[Insight-users] understanding vnl_amoeba
Ekaterina Syrkina
syrkina at vision.ee.ethz.ch
Wed May 2 13:11:16 EDT 2007
On Tue, 2007-05-01 at 19:10 -0400, Luis Ibanez wrote:
> Hi Katya,
Hi Luis,
thanks a lot for your answers!
>
> Yes, your expectation is correct.
>
> The final value of the optimizer should be lower than the initial value.
>
> Did the optimizer terminated with any error value ?
No.
>
> For how many iterations did the optimizer run before stoppping ?
I have 40 variables and the optimiser does about 8030 iterations
(get_num_evaluations() output). I run it with set_x_tolerance stop
criterion.
>
> What may be happening in your case it that the optimizer may not
> have converged to a solution, and/or that it may have gone out
> of the valid domain of your cost function.
How could it not converge? Are there any criteria?
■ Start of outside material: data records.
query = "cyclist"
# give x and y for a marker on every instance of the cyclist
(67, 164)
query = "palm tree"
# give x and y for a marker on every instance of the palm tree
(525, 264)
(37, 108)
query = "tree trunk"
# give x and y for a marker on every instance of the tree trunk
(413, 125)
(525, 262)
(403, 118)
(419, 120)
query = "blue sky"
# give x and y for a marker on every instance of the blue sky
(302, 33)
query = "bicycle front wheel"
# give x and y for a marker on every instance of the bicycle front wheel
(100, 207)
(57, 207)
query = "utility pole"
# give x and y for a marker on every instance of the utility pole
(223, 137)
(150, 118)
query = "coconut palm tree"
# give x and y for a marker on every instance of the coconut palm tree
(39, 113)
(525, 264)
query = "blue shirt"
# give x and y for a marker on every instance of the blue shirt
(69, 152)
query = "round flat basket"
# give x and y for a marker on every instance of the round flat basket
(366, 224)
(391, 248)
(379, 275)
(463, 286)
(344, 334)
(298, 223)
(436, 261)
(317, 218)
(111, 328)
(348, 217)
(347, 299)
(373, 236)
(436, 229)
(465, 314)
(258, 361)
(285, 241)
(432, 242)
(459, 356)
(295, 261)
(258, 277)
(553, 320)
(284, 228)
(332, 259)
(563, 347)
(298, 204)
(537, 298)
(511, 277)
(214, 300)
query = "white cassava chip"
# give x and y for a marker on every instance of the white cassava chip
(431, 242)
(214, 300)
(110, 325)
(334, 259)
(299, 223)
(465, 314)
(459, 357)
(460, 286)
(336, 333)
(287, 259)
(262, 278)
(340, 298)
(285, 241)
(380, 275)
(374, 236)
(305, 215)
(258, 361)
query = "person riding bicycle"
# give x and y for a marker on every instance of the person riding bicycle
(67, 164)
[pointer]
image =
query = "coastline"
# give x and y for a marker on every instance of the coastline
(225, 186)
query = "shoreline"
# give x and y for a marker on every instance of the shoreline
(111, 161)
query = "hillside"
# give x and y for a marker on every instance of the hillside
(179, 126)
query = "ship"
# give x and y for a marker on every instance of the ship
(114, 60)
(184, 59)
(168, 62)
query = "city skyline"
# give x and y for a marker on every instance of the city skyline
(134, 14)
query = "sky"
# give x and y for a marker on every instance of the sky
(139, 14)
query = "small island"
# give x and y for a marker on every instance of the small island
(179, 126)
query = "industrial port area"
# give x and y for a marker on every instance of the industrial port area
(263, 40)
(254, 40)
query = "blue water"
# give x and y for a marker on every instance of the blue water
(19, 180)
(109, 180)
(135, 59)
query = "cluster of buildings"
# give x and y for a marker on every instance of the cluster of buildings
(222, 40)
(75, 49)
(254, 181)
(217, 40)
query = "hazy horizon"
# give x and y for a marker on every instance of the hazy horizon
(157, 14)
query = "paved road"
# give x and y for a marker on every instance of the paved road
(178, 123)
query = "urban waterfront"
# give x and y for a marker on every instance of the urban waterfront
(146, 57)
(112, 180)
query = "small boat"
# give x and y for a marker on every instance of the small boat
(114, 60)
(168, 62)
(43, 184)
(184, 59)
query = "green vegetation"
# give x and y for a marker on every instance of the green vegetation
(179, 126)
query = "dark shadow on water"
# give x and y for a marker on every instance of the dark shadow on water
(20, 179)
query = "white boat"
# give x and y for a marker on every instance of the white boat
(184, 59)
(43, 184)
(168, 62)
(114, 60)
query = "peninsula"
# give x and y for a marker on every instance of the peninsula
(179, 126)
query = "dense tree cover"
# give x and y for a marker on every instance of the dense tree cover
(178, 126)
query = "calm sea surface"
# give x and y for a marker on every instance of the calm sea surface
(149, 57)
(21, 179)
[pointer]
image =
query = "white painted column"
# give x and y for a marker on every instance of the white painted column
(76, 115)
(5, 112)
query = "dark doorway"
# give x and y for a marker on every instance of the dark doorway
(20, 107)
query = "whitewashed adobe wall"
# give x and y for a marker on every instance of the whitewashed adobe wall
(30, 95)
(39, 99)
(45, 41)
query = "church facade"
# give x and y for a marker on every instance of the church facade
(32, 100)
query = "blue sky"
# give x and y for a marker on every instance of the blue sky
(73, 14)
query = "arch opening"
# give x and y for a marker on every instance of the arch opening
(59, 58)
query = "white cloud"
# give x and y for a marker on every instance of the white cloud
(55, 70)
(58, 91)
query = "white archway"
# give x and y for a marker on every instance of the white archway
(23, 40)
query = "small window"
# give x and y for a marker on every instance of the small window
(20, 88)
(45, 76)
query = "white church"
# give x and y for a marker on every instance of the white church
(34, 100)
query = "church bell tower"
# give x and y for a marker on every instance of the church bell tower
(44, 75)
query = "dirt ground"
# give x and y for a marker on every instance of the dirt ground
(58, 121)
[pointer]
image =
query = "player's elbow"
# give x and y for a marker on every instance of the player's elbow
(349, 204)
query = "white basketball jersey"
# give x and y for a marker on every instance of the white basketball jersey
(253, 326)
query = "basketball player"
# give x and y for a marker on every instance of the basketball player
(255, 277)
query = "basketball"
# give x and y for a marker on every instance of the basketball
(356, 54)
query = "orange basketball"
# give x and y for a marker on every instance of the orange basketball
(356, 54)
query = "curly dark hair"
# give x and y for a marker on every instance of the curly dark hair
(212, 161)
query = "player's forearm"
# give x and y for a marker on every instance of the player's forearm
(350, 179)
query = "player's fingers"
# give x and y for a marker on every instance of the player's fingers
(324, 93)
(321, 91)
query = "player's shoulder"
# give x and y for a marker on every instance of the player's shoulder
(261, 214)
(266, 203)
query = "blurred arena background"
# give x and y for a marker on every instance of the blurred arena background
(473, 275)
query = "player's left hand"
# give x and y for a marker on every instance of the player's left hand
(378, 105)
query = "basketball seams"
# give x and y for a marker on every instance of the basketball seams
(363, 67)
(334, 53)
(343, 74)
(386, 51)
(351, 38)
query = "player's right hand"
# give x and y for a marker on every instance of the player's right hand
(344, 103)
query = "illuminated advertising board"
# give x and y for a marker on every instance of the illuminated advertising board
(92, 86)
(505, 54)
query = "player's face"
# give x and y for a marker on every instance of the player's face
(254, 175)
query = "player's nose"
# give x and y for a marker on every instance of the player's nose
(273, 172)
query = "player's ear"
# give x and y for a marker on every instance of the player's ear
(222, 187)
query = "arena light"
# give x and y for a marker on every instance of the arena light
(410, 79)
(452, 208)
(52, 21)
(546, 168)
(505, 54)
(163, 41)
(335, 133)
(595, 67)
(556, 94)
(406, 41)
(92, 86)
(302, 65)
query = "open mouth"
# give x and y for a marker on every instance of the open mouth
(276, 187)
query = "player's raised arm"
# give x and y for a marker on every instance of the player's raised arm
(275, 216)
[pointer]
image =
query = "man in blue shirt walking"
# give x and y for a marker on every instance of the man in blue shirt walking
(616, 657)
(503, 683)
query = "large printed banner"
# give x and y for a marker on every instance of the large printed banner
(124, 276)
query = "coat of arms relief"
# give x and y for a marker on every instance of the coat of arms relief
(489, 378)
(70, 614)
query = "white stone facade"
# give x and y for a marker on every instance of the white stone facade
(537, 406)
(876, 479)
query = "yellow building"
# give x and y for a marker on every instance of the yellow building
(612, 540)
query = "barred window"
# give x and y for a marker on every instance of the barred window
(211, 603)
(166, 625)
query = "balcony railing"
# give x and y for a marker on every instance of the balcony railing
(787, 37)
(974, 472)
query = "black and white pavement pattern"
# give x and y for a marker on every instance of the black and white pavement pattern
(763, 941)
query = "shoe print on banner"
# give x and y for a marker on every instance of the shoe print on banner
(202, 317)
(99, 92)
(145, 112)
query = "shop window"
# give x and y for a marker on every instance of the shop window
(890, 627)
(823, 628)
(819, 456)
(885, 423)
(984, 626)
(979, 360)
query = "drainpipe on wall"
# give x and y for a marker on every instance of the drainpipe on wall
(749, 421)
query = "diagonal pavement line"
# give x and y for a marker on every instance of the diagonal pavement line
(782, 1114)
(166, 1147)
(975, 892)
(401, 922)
During optimisation
all values were larger than initial estimation (I've printed them), so I
expect that initial point is the local minimum already (too local for
me, but that's another question) and at the end I should get exactly
zero parameters and exactly the same initial function value...
As for parameter domain, I truncate parameters inside my function.
Anyway, parameter values during estimation are far from the domain
boundary...
>
> In ITK, the wrapper around the vnl_amoeba optimizer allows you to
> connect observers to it, so that you can track the values of the
> optimizer at every iteration.
There is verbose mode for vnl_amoeba minimizer which prints number and
type of iteration, parameters for the first simplex corner (the lowest
one) and function value at all simplex corners. After 600 iterations I
have only "shrink" iterations around the initial point with function
value at simplex corners something like:
1.00 1.01 1.01 ... 1.01 (all but first are identical close to initial!)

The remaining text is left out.